Australian conductor and film music fan Nicholas Buc, who has made his name conducting live to picture concerts around the world, says: "Spielberg wasn't totally sold on him as a choice of composer, but director Robert Zemeckis was. They had both done Romancing the Stone together and Zemeckis wanted him for Back to the Future even though he hadn't really written anything in this kind of grand style. So, it was a great moment of fear, but he was quite keen to show what he could do and give it a go.
"The thing that convinced Spielberg in the end was the fact that they shot and scored the whole clocktower sequence at the end of the film first and then did little test screening for Spielberg.

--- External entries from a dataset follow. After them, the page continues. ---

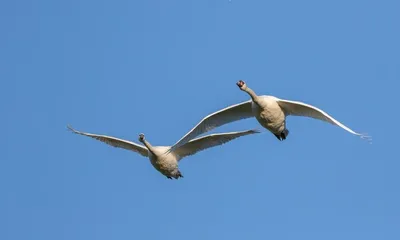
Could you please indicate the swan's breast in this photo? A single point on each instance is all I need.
(269, 114)
(165, 163)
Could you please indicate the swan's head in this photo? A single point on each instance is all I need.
(141, 137)
(241, 84)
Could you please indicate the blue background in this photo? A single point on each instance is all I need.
(124, 67)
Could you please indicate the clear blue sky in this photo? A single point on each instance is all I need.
(158, 67)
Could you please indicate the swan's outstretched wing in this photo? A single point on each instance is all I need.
(115, 142)
(302, 109)
(209, 141)
(230, 114)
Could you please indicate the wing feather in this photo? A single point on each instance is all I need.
(209, 141)
(227, 115)
(115, 142)
(302, 109)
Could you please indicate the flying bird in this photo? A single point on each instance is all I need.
(167, 164)
(270, 112)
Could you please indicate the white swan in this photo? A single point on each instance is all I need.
(270, 112)
(167, 164)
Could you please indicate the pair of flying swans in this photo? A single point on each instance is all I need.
(270, 112)
(167, 164)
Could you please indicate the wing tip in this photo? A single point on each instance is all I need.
(69, 127)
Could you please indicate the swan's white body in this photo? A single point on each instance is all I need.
(270, 112)
(167, 163)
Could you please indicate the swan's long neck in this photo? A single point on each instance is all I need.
(149, 146)
(252, 94)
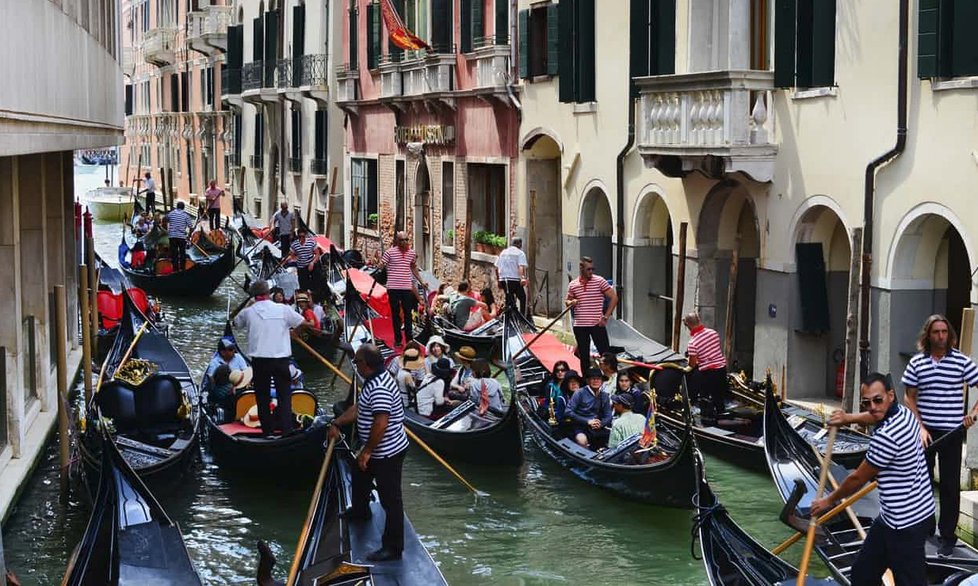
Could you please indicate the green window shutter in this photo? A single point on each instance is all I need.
(823, 43)
(784, 43)
(478, 22)
(465, 24)
(964, 46)
(927, 38)
(639, 37)
(584, 90)
(524, 42)
(663, 51)
(502, 22)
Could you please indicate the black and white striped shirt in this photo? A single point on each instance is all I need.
(380, 395)
(895, 449)
(305, 251)
(940, 396)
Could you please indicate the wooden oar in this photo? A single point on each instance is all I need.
(812, 524)
(306, 527)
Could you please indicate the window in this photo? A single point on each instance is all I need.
(363, 180)
(448, 203)
(487, 194)
(653, 37)
(804, 43)
(946, 44)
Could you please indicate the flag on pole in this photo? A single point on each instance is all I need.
(397, 32)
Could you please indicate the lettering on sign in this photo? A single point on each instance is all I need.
(425, 133)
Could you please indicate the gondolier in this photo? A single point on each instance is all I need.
(896, 459)
(934, 380)
(402, 272)
(178, 224)
(705, 356)
(586, 294)
(511, 274)
(268, 326)
(379, 415)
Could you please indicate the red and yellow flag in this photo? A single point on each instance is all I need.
(396, 31)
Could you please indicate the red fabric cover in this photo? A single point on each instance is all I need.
(549, 350)
(238, 428)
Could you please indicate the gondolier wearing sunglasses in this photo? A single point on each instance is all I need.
(896, 459)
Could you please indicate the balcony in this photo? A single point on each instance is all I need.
(159, 46)
(717, 122)
(313, 78)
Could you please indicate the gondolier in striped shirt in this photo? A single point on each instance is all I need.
(304, 251)
(896, 459)
(402, 270)
(709, 377)
(379, 415)
(935, 379)
(586, 294)
(178, 224)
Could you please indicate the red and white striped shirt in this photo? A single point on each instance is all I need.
(704, 344)
(399, 263)
(590, 300)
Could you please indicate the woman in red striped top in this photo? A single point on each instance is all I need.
(709, 376)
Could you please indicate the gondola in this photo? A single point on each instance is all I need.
(151, 402)
(129, 540)
(243, 447)
(792, 461)
(665, 475)
(333, 551)
(735, 436)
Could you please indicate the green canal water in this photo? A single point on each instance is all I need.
(540, 525)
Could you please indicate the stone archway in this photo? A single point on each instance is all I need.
(728, 222)
(545, 246)
(649, 265)
(816, 340)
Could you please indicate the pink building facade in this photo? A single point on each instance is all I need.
(431, 135)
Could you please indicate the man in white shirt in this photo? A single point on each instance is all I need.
(269, 324)
(511, 273)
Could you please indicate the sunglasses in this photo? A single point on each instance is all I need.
(877, 400)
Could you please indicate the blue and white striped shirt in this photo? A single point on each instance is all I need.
(381, 395)
(178, 223)
(895, 449)
(939, 384)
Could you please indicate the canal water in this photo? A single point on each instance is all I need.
(540, 525)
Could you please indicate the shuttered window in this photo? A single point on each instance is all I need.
(946, 42)
(804, 43)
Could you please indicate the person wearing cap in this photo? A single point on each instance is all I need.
(627, 423)
(590, 412)
(436, 348)
(269, 325)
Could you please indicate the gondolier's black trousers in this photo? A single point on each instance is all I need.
(948, 456)
(402, 299)
(387, 474)
(266, 370)
(584, 335)
(178, 252)
(514, 292)
(900, 550)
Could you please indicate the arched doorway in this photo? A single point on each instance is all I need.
(596, 231)
(422, 215)
(544, 246)
(818, 328)
(728, 222)
(930, 272)
(649, 264)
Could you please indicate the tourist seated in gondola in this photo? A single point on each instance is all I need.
(483, 390)
(590, 412)
(432, 396)
(627, 422)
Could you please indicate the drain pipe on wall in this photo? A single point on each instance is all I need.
(870, 183)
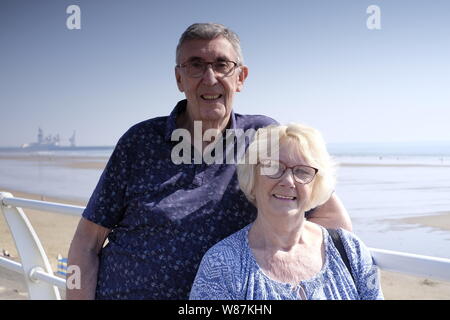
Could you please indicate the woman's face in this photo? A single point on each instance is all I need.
(284, 196)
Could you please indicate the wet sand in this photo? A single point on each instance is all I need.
(56, 232)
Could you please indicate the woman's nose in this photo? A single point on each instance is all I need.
(288, 178)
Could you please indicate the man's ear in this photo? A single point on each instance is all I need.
(243, 74)
(178, 78)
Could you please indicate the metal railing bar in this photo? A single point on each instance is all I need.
(49, 278)
(11, 265)
(414, 264)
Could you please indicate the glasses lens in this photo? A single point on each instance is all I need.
(272, 169)
(196, 68)
(223, 67)
(304, 174)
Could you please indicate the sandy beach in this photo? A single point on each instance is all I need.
(56, 232)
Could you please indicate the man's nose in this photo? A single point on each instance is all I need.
(209, 76)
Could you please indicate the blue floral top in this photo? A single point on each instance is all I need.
(163, 216)
(229, 271)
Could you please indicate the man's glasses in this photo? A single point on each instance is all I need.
(275, 169)
(196, 68)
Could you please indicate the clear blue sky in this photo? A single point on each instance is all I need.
(313, 62)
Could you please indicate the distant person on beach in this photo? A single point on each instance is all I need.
(281, 255)
(160, 217)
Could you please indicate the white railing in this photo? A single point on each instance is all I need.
(42, 284)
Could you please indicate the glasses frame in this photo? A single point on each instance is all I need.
(292, 170)
(229, 74)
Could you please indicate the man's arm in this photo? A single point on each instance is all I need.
(84, 249)
(332, 214)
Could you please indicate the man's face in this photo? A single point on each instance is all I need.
(210, 97)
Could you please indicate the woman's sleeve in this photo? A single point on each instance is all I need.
(214, 279)
(365, 271)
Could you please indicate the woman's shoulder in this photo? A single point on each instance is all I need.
(355, 248)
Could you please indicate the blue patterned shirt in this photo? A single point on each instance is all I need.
(229, 271)
(163, 216)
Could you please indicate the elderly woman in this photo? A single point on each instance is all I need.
(281, 255)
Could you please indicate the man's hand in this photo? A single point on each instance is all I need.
(332, 214)
(84, 249)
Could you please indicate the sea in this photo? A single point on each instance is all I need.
(379, 183)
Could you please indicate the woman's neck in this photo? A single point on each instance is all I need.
(275, 234)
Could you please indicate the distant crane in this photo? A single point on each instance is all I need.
(72, 139)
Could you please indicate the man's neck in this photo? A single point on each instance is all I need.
(185, 121)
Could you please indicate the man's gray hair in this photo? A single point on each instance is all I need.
(210, 31)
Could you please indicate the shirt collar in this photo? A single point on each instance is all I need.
(171, 123)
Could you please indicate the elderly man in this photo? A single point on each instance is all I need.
(161, 217)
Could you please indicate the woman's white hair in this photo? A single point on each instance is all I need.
(308, 143)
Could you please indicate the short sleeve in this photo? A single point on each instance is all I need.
(214, 277)
(364, 269)
(106, 205)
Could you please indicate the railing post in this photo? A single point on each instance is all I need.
(31, 252)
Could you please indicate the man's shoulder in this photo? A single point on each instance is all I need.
(254, 121)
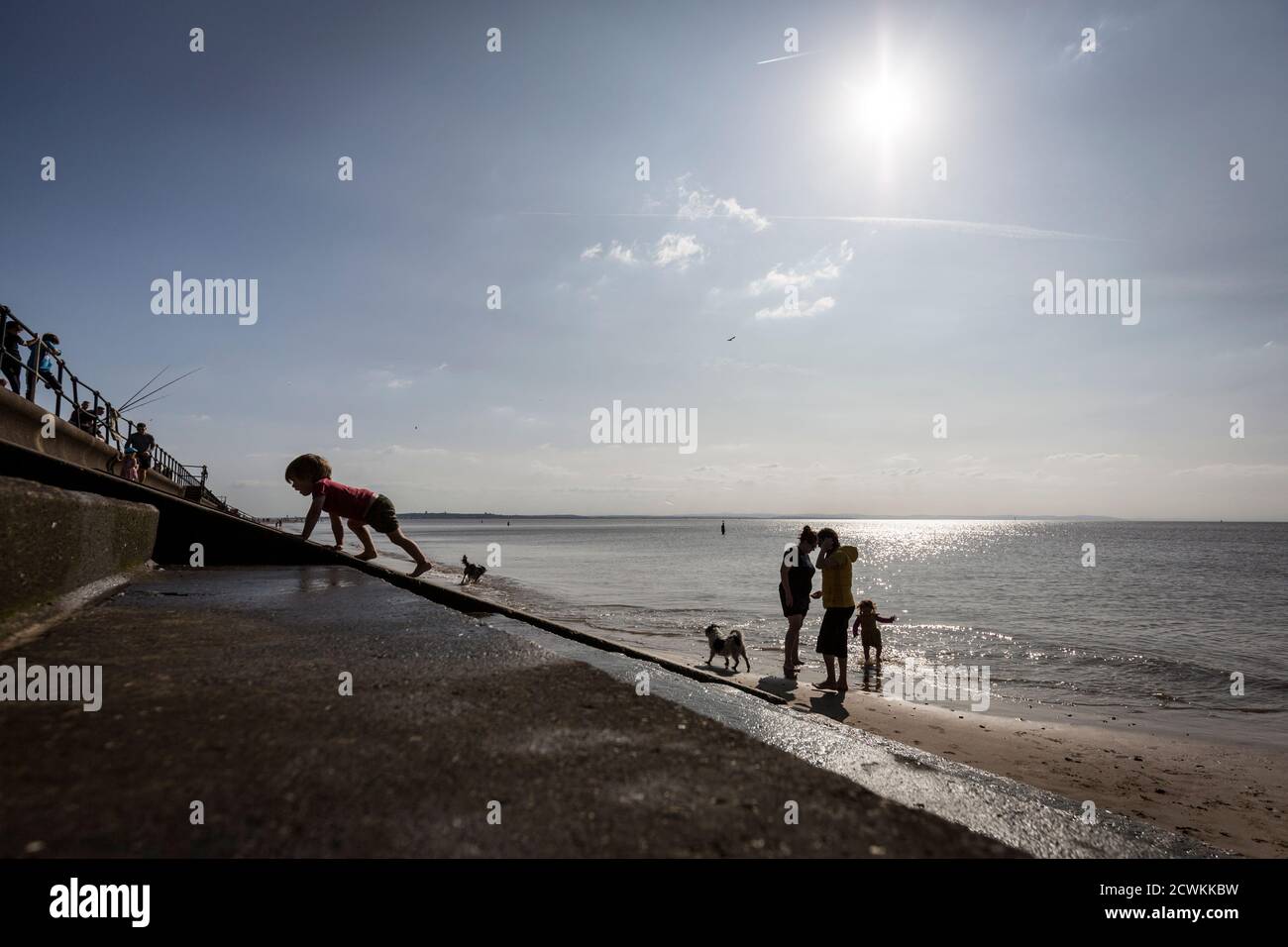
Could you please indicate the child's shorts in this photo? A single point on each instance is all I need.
(381, 515)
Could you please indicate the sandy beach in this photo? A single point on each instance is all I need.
(1232, 796)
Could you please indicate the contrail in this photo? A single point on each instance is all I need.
(962, 227)
(791, 55)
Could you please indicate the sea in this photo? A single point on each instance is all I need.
(1180, 624)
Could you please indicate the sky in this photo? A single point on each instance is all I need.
(910, 172)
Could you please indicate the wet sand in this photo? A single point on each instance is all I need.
(1231, 796)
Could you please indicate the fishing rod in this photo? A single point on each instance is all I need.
(146, 384)
(151, 401)
(134, 403)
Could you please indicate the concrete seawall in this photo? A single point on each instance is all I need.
(56, 545)
(22, 421)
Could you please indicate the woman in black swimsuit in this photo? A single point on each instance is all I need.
(795, 582)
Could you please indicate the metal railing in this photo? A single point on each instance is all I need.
(107, 427)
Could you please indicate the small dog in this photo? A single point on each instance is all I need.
(726, 646)
(473, 574)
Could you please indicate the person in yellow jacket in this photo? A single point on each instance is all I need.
(836, 565)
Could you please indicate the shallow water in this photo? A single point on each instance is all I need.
(1157, 626)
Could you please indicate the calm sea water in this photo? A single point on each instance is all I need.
(1155, 626)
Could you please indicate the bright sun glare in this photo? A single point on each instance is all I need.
(884, 108)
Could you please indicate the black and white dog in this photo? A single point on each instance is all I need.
(726, 646)
(473, 574)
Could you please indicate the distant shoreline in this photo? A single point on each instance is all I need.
(802, 517)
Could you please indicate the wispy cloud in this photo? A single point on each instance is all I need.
(677, 250)
(824, 265)
(784, 312)
(699, 204)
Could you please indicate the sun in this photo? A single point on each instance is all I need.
(884, 108)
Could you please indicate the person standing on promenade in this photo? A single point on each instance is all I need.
(795, 586)
(42, 364)
(11, 359)
(836, 564)
(142, 444)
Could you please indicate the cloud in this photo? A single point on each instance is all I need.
(782, 312)
(1234, 471)
(699, 204)
(622, 254)
(1093, 458)
(823, 265)
(969, 228)
(671, 249)
(679, 249)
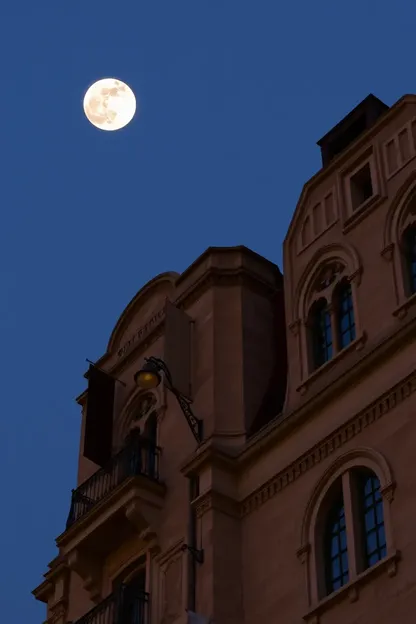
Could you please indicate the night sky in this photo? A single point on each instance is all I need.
(233, 96)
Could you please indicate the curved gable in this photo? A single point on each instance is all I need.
(145, 304)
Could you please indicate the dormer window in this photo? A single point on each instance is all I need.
(361, 186)
(345, 314)
(331, 322)
(409, 253)
(321, 332)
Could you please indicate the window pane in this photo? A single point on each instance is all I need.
(371, 542)
(336, 555)
(372, 519)
(410, 247)
(321, 334)
(345, 315)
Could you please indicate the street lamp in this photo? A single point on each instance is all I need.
(150, 376)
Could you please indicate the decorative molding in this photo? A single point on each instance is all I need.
(401, 311)
(295, 326)
(328, 274)
(357, 344)
(210, 454)
(226, 278)
(134, 514)
(351, 590)
(303, 553)
(356, 276)
(219, 502)
(387, 252)
(89, 570)
(58, 612)
(332, 443)
(387, 492)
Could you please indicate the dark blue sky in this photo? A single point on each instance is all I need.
(233, 96)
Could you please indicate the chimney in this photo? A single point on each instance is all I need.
(360, 119)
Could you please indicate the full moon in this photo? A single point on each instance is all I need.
(109, 104)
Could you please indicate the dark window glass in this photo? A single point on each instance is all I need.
(372, 520)
(345, 315)
(321, 333)
(336, 554)
(410, 257)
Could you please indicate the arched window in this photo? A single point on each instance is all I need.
(320, 333)
(355, 541)
(335, 544)
(372, 520)
(344, 309)
(409, 252)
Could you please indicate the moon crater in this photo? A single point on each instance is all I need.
(109, 104)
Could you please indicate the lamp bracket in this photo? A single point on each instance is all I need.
(196, 554)
(194, 423)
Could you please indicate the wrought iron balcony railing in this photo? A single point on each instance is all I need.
(122, 607)
(140, 457)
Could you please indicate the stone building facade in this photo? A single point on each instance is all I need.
(299, 503)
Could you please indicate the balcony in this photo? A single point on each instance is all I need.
(122, 607)
(138, 459)
(119, 501)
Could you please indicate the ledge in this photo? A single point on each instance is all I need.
(362, 212)
(355, 345)
(401, 311)
(350, 591)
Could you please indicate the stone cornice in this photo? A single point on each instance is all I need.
(57, 567)
(211, 277)
(342, 159)
(218, 501)
(326, 447)
(209, 454)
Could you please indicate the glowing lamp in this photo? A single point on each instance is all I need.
(148, 377)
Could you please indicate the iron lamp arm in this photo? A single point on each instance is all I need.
(195, 424)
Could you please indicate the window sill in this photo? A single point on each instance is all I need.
(355, 345)
(401, 311)
(350, 591)
(362, 211)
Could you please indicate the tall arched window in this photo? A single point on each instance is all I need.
(320, 333)
(372, 520)
(335, 544)
(344, 310)
(359, 533)
(409, 252)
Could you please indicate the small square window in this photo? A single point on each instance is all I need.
(361, 186)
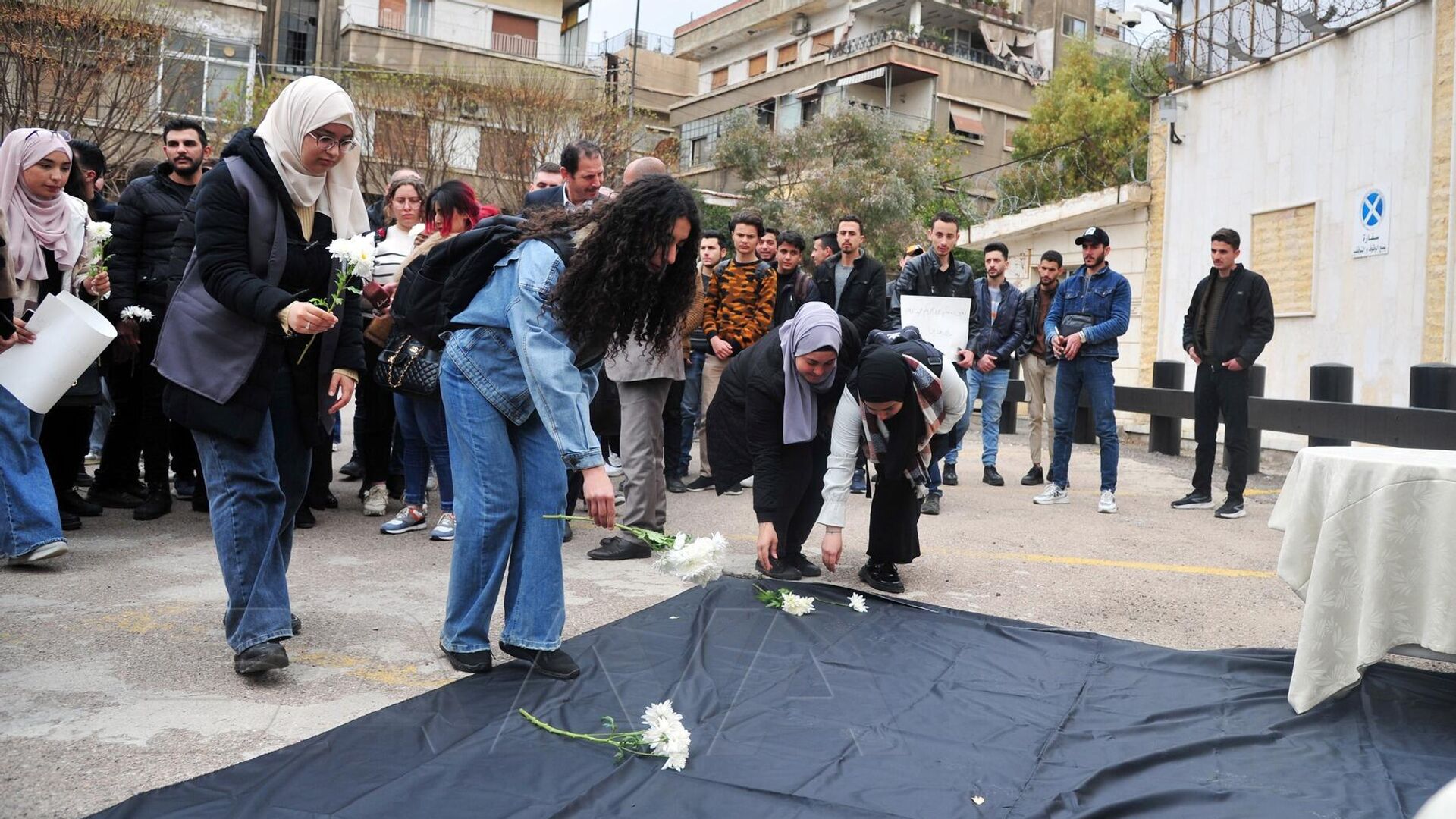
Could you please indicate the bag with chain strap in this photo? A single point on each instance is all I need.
(408, 366)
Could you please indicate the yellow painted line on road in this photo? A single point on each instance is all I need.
(1065, 560)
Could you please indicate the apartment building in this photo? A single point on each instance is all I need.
(965, 67)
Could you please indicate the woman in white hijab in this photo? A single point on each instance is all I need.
(235, 347)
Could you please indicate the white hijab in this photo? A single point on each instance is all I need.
(306, 105)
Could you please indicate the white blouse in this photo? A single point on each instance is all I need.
(849, 435)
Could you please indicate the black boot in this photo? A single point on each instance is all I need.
(158, 503)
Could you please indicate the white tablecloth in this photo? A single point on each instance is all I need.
(1370, 545)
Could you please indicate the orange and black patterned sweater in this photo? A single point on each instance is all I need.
(740, 302)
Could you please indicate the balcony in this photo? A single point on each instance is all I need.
(927, 41)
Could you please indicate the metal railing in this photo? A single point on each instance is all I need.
(874, 39)
(513, 44)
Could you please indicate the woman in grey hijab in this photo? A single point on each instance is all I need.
(774, 410)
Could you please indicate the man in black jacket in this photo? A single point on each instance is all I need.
(1229, 321)
(145, 224)
(852, 281)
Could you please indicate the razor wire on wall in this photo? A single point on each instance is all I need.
(1203, 38)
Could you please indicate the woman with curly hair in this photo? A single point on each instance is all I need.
(517, 381)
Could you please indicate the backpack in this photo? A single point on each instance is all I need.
(440, 286)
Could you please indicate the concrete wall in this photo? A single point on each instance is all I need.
(1315, 127)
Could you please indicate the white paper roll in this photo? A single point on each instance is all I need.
(69, 335)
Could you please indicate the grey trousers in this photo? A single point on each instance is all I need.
(642, 482)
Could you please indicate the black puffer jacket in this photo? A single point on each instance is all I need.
(146, 223)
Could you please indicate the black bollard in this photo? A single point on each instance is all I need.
(1331, 382)
(1008, 406)
(1256, 436)
(1433, 387)
(1165, 433)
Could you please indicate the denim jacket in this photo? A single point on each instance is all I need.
(1109, 299)
(517, 354)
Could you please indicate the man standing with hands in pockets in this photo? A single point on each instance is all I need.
(1229, 321)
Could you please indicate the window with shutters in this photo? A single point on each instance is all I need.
(965, 121)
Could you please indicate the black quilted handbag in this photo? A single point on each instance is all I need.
(408, 366)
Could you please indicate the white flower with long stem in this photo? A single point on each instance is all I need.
(696, 560)
(356, 257)
(664, 735)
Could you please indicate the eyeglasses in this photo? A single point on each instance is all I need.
(64, 136)
(329, 142)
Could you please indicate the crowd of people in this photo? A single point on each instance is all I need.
(596, 334)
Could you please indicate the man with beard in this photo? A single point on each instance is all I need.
(140, 248)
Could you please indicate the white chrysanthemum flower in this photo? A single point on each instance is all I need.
(797, 605)
(136, 314)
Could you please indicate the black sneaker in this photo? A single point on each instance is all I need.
(1231, 509)
(805, 567)
(1193, 500)
(883, 576)
(930, 504)
(469, 662)
(261, 657)
(555, 664)
(620, 548)
(780, 570)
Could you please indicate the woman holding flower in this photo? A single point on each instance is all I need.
(517, 382)
(44, 234)
(893, 410)
(255, 368)
(775, 404)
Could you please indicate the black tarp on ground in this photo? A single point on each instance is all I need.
(903, 711)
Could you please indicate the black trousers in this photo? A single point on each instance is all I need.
(673, 428)
(894, 512)
(139, 428)
(379, 420)
(64, 441)
(801, 494)
(1218, 391)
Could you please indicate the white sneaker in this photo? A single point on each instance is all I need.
(376, 499)
(1052, 494)
(410, 519)
(39, 553)
(444, 528)
(1107, 504)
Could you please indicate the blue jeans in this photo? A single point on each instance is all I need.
(1097, 376)
(692, 400)
(990, 388)
(509, 479)
(254, 490)
(30, 518)
(957, 435)
(422, 423)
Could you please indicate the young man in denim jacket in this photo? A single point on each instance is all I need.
(1100, 300)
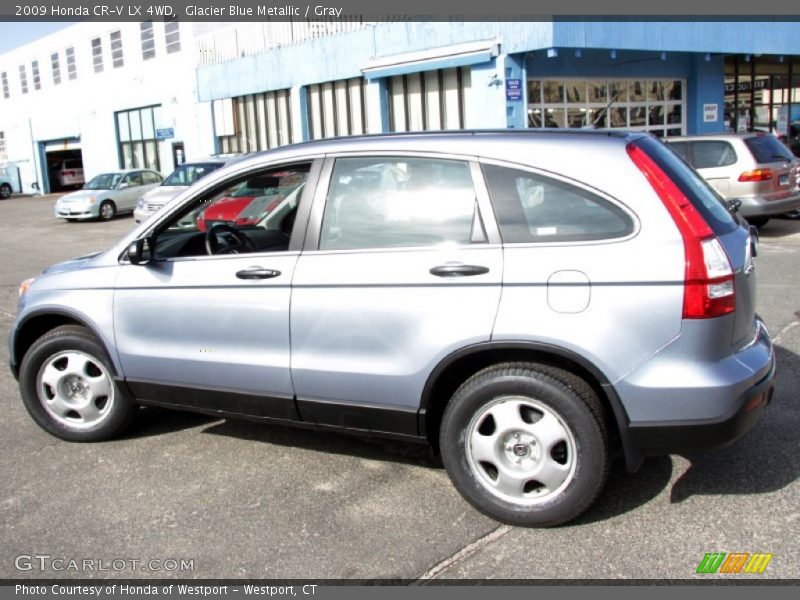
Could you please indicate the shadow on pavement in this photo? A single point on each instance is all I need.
(627, 491)
(762, 461)
(328, 442)
(151, 421)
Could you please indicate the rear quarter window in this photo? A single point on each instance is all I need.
(767, 149)
(534, 208)
(708, 154)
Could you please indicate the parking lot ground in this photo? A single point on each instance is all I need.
(248, 500)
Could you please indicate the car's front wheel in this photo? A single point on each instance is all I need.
(526, 444)
(67, 387)
(107, 210)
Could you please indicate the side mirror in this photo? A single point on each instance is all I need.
(140, 251)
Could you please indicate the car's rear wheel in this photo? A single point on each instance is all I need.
(107, 210)
(526, 444)
(757, 221)
(68, 388)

"Zemeckis didn't tell Spielberg that the score was the finished work – and maybe he assumed it was some kind of temp track. After the screening, Spielberg turned to Zemeckis and said, 'Now that's the kind of music you should have in your film.' And they said that was the music; that was what Alan had written. He said, 'Oh, wow! That's amazing. Let's keep going.'
"That was Alan's big audition for Hollywood. Sometimes that's all you need - a great hit and you're on to success."
- Back to the Future Live in Concert is at the Kiri Te Kanawa Theatre, Aotea Centre on November 21.